Status: Accepted (retroactively documented 2026-05-08) Date: 2026-05-05 (PR #369 merged via squash commit f5399b96, "feat(commodity_hindcast): forecast multiple season_years per init_date") Authors: [PLACEHOLDER: PR-369 author per git log f5399b96]

Context

The forecast pipeline writes per-init artefacts (spliced indices zarr, features parquet, walk-forward predictions, postprocessed nationals, delivery CSVs) under <run_dir>/forecast/.... The pre-PR-369 layout keyed those artefacts solely on init_date (forecast/<init_date>/), which sufficed when each run_dir carried exactly one season_year.
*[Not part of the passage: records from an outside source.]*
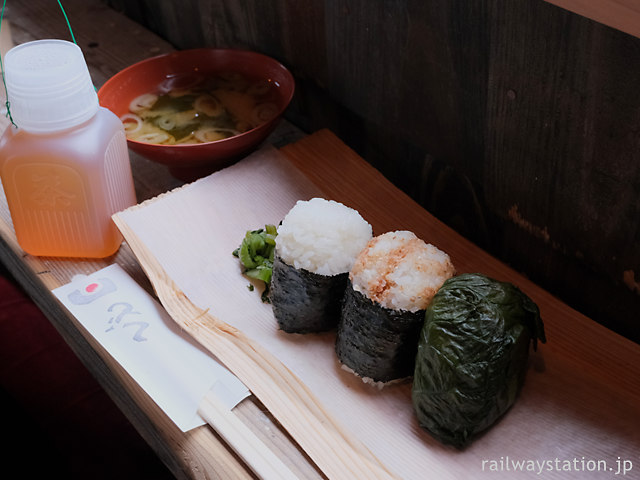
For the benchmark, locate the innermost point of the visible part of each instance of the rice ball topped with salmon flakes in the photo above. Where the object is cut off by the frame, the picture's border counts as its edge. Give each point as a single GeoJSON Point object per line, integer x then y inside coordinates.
{"type": "Point", "coordinates": [391, 283]}
{"type": "Point", "coordinates": [400, 271]}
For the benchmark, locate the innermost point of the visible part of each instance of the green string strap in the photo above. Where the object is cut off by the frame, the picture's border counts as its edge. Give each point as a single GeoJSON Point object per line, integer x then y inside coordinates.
{"type": "Point", "coordinates": [73, 38]}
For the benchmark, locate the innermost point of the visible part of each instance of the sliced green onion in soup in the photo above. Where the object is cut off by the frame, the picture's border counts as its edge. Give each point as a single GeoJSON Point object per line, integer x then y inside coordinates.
{"type": "Point", "coordinates": [143, 102]}
{"type": "Point", "coordinates": [132, 123]}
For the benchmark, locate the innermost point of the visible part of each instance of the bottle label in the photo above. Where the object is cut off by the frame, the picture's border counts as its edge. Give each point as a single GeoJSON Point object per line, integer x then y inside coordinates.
{"type": "Point", "coordinates": [50, 187]}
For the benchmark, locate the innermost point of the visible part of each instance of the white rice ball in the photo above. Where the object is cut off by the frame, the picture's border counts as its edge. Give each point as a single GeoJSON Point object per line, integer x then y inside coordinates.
{"type": "Point", "coordinates": [322, 236]}
{"type": "Point", "coordinates": [400, 271]}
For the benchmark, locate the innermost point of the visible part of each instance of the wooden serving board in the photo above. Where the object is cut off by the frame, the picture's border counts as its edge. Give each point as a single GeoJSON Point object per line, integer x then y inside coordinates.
{"type": "Point", "coordinates": [581, 401]}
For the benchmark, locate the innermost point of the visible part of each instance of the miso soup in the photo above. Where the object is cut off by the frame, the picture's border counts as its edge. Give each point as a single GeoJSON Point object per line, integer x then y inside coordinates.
{"type": "Point", "coordinates": [193, 108]}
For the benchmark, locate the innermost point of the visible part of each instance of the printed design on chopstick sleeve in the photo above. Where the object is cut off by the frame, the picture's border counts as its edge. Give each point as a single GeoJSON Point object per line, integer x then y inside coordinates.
{"type": "Point", "coordinates": [118, 313]}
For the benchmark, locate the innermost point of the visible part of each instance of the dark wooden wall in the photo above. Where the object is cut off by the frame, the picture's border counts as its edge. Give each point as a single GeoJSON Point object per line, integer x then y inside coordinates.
{"type": "Point", "coordinates": [514, 121]}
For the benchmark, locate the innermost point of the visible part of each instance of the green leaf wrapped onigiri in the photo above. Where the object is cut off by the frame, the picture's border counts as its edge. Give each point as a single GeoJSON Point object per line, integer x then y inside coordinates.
{"type": "Point", "coordinates": [472, 356]}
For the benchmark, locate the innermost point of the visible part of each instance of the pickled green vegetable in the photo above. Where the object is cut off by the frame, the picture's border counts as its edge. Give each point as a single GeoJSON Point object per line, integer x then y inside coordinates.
{"type": "Point", "coordinates": [256, 254]}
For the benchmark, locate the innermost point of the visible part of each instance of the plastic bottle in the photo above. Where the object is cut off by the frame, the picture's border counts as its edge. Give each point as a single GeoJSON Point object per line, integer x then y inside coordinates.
{"type": "Point", "coordinates": [65, 169]}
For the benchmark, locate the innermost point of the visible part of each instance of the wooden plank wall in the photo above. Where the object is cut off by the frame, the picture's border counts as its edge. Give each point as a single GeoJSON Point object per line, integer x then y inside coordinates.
{"type": "Point", "coordinates": [515, 121]}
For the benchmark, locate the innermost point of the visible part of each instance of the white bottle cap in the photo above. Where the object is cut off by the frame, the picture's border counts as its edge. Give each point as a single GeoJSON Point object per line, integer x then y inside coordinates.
{"type": "Point", "coordinates": [49, 86]}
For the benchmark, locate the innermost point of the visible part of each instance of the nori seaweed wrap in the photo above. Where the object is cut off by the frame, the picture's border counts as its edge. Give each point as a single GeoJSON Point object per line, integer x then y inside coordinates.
{"type": "Point", "coordinates": [303, 301]}
{"type": "Point", "coordinates": [392, 281]}
{"type": "Point", "coordinates": [472, 356]}
{"type": "Point", "coordinates": [377, 342]}
{"type": "Point", "coordinates": [318, 241]}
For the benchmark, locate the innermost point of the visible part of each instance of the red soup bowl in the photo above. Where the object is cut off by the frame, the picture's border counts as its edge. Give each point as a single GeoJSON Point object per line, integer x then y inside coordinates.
{"type": "Point", "coordinates": [178, 72]}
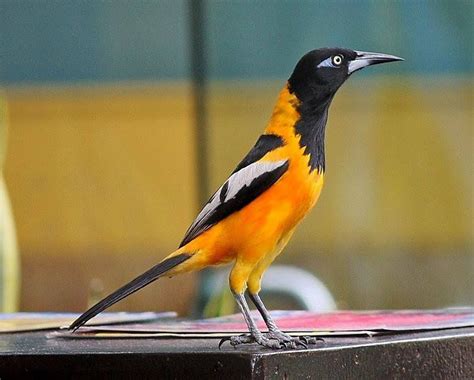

Multi-year forecasting — driven by client demand for outlooks beyond the current season (e.g. forecasting 2026 corn and 2027 corn from the same April-2026 init) — broke that assumption. Two season_years sharing an init_date collided on the same subtree, so the second write silently overwrote the first. The collision was symmetric across every artefact: indices.zarr, pred.parquet, walk_forward_preds.parquet, national.parquet, and the delivery CSV (market_insights_models/src/commodity_hindcast/lib/results/results_slice.py:333,343,353,358,368,378).

A second pressure: forecasting season_years beyond the observed climo zarr's coverage requires synthesising climo (and, for some commodities, stress) for unseen years, which only makes sense once season_year is a first-class addressable dimension on disk.

Decision

Forecast outputs nest under <run_dir>/forecast/<season_year>/<init_date>/{indices.zarr, features/, preds/, postprocessed/, delivery/} (lib/results/results_slice.py:328). ForecastSlice parameterises on (season_year, init_date) (lib/results/results_slice.py:316-317) and exposes one path property per artefact derived from self.root (lib/results/results_slice.py:333,343,353,358,368,378). Trained artefacts (model, detrender, fill values) remain on the production hindcast slice and are reached via self.training (lib/results/results_slice.py:412-427); only the per-forecast artefacts move into the new subtree.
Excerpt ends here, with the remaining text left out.